Les jeunes étudiants expatriés de 1930 à 1970 ont joué un rôle significatif dans l’histoire du Maroc contemporain. Rebelles au Protectorat français d’abord, à l’autocratie monarchique ensuite, ils ont semé de loin les graines de la révolte et l’ont souvent payé cher.
«Il s’agit de savoir dans quel sens s’orientera l’élite intellectuelle indigène actuellement en voie de formation en Algérie et dans les protectorats nord-africains. Nous conserverons ou perdrons l’Afrique du Nord, suivant que nous saurons ou non nous attacher cette élite… Ces intellectuels sont l’état-major des insurrections futures», pouvait-on lire en 1935 dans un rapport du ministère de l’Intérieur français. Au même moment, la Direction des affaires indigènes au Maroc publie des notes de même substance. L’inquiétude des autorités protectorales est d’autant plus forte qu’elles se trouvent face à une montée en puissance du mouvement national marocain, dont plusieurs acteurs éminents se sont expatriés pour accomplir leurs études. C’est bien de ces jeunes étudiants qu’il est question dans le rapport cité.

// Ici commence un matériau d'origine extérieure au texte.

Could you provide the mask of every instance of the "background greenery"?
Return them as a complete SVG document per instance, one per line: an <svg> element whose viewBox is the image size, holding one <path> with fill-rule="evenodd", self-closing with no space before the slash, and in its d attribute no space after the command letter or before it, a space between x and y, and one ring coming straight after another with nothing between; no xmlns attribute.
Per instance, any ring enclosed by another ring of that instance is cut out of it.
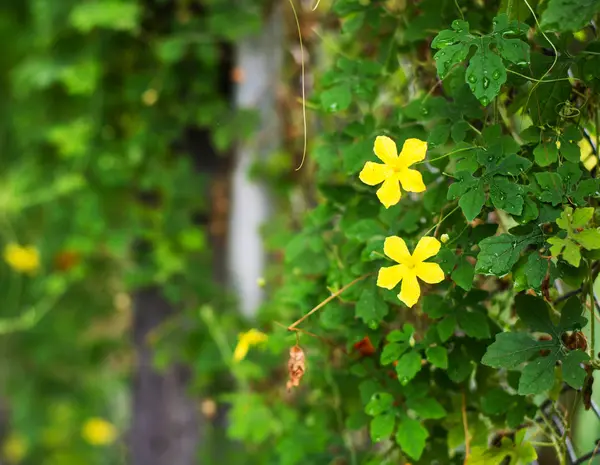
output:
<svg viewBox="0 0 600 465"><path fill-rule="evenodd" d="M132 302L148 286L177 309L147 340L157 370L190 369L199 463L566 464L571 435L578 455L593 450L600 6L296 4L302 55L286 4L284 144L252 170L276 206L267 298L245 322L222 283L215 205L236 139L256 134L256 115L231 103L235 42L273 6L0 9L4 459L129 463ZM295 171L299 56L314 85ZM428 142L424 194L386 209L358 180L378 135ZM424 234L448 235L446 280L408 309L375 274L386 236L412 249ZM252 327L268 340L235 361ZM297 337L307 372L288 393ZM563 381L584 389L561 396ZM535 422L548 400L567 434Z"/></svg>

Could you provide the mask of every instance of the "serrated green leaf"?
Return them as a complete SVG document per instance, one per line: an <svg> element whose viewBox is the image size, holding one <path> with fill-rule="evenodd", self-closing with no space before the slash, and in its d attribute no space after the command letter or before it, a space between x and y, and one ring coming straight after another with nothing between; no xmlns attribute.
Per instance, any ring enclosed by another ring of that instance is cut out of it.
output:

L’étranger, un choix obligé pour les élites
Au milieu des années 1920, certaines familles de notables de Fès, Rabat et Salé jugent essentiel de donner à leurs enfants une éducation moderne. Mais comment satisfaire à cette aspiration sur place ? La scolarisation des jeunes Marocains reste très faible (ils seront à peine plus de mille en 1928) et très peu d’entre eux sont inscrits à l’école coloniale, parce qu’elle est perçue à la fois comme une forme de prosélytisme chrétien et comme un vivier de recrutement pour l’armée française. Selon Pierre Vermeren (La Formation des élites marocaines et tunisiennes), à cette époque, seule une vingtaine d’élèves musulmans est inscrite dans les établissements pour Européens, le reste fréquente les écoles de fils de notables ou les collèges musulmans.

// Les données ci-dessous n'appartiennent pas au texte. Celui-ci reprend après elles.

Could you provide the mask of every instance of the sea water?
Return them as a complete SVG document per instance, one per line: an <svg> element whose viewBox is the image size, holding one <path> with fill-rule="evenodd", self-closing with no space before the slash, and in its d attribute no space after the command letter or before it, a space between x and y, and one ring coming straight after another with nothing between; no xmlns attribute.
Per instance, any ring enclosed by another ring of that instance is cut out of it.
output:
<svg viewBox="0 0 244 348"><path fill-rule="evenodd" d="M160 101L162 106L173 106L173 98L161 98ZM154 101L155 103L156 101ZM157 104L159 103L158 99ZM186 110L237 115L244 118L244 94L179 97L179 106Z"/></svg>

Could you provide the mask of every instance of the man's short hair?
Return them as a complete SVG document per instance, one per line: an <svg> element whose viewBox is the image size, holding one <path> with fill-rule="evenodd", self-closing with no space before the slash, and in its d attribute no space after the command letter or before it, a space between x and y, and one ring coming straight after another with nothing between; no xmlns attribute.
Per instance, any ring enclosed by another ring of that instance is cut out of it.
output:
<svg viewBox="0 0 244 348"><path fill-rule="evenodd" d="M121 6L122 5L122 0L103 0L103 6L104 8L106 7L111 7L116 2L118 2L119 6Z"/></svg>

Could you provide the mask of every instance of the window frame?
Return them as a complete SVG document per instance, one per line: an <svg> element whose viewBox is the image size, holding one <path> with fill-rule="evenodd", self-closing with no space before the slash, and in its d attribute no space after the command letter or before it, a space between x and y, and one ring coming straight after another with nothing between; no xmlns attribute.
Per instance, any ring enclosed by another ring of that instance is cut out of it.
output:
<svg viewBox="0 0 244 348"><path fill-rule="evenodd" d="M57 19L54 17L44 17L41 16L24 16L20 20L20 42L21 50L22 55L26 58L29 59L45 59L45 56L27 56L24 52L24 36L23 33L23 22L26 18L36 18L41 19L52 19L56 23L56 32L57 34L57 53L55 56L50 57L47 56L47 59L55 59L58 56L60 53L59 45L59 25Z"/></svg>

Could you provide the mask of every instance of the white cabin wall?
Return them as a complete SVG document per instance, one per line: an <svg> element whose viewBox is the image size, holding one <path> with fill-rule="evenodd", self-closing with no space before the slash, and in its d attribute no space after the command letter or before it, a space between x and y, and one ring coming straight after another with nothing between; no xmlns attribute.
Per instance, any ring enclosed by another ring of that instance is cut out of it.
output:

Par ailleurs, le nombre d’abandons scolaires est élevé, celui des élèves marocains titulaires d’un diplôme d’études secondaires insignifiant, et les meilleurs d’entre eux n’ont pas la possibilité de passer le baccalauréat au Maroc, où les débouchés sont limités à des postes subalternes dans l’administration. Hautes fonctions et carrières libérales leur restent inaccessibles. Enfin, hormis quelques embryons de structures universitaires, il n’existe pas au Maroc d’enseignement supérieur véritablement constitué : la première université marocaine ne verra le jour qu’en décembre 1957 à Rabat. On comprend que pour certaines familles, l’expatriation des enfants soit alors la solution. Le Protectorat, qui a pourtant tout intérêt à s’attacher les «élites indigènes», ne s’est pas donné les moyens d’en former à un haut niveau et en nombre suffisant. Il se rendra compte assez rapidement – mais trop tard – que ces études à l’étranger alimentent une dissidence difficile à contrôler.